O presidente do Supremo Tribunal Federal (STF), ministro Edson Fachin, reagiu à crescente crise em torno da investigação do Banco Master ao divulgar uma nota pública nesta quinta-feira (22), reafirmando a atuação da Corte e a condução de Dias Toffoli como relator do processo que apura supostas fraudes financeiras. A manifestação de Fachin ocorre no mesmo dia em que o Movimento Brasil Livre (MBL) organizou um protesto em frente à sede do Banco Master em São Paulo, exigindo mais transparência nas apurações e defendendo o afastamento de Toffoli da relatoria.
Fachin destaca autonomia das instituições e exame de irregularidades
Na nota, Fachin defendeu o papel do STF e de Toffoli no processo, sem mencionar diretamente o escândalo do banco, mas ressaltando que a Corte atua dentro dos parâmetros constitucionais. Em sua declaração, ele afirmou que:
“A seu turno, a Corte constitucional brasileira se pauta pela guarda da Constituição, pelo devido processo legal, pelo contraditório, e pela ampla defesa, cumprindo respeitar os campos de atribuições do Ministério Público e da Polícia Federal, porém, atuando na regular supervisão judicial, como vem sendo feito no âmbito dessa Suprema Corte pelo Ministro relator, DIAS TOFFOLI”.
Fachin também frisou que situações com impacto no sistema financeiro exigem respostas legais e que eventuais alegações de vícios ou irregularidades no processo serão analisadas de acordo com os trâmites regimentais e processuais do tribunal.
Ao mesmo tempo, o presidente do STF ressaltou a importância da atuação de órgãos como o Banco Central, a Polícia Federal e a Procuradoria-Geral da República nas apurações, e garantiu que a Corte não se submeterá a pressões externas.
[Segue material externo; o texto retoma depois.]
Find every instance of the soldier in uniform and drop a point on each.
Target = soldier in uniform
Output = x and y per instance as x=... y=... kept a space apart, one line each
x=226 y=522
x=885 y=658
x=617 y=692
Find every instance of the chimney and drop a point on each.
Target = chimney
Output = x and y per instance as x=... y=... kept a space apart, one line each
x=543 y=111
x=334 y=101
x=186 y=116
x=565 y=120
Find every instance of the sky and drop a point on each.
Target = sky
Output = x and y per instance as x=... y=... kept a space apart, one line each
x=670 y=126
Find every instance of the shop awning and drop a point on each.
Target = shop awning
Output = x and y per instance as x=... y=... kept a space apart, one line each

Protesto do MBL chama atenção para o caso em São Paulo
Na noite de quinta-feira (22), centenas de pessoas convocadas pelo Movimento Brasil Livre (MBL) se reuniram em frente à sede do Banco Master, localizada na Avenida Faria Lima, no bairro do Itaim Bibi, em São Paulo. A mobilização buscou chamar atenção para as investigações sobre o banco e a condução do processo judicial no STF, além de pedir o afastamento do ministro Dias Toffoli da relatoria do caso.
Durante o ato, os manifestantes carregaram cartazes e entoaram palavras de ordem como “Fora, Dias Toffoli”, “fora Banco Master” e “Vorcaro, cadê a delação?”, em referência ao banqueiro Daniel Vorcaro, controlador da instituição e alvo das investigações. Eles também exibiram faixas com críticas à atuação de autoridades e exigiram mais clareza nas decisões judiciais que envolvem o escândalo.
O prédio do banco estava parcialmente cercado por tapumes e coberto por lonas plásticas, impedindo o acesso direto à fachada pelos participantes do protesto.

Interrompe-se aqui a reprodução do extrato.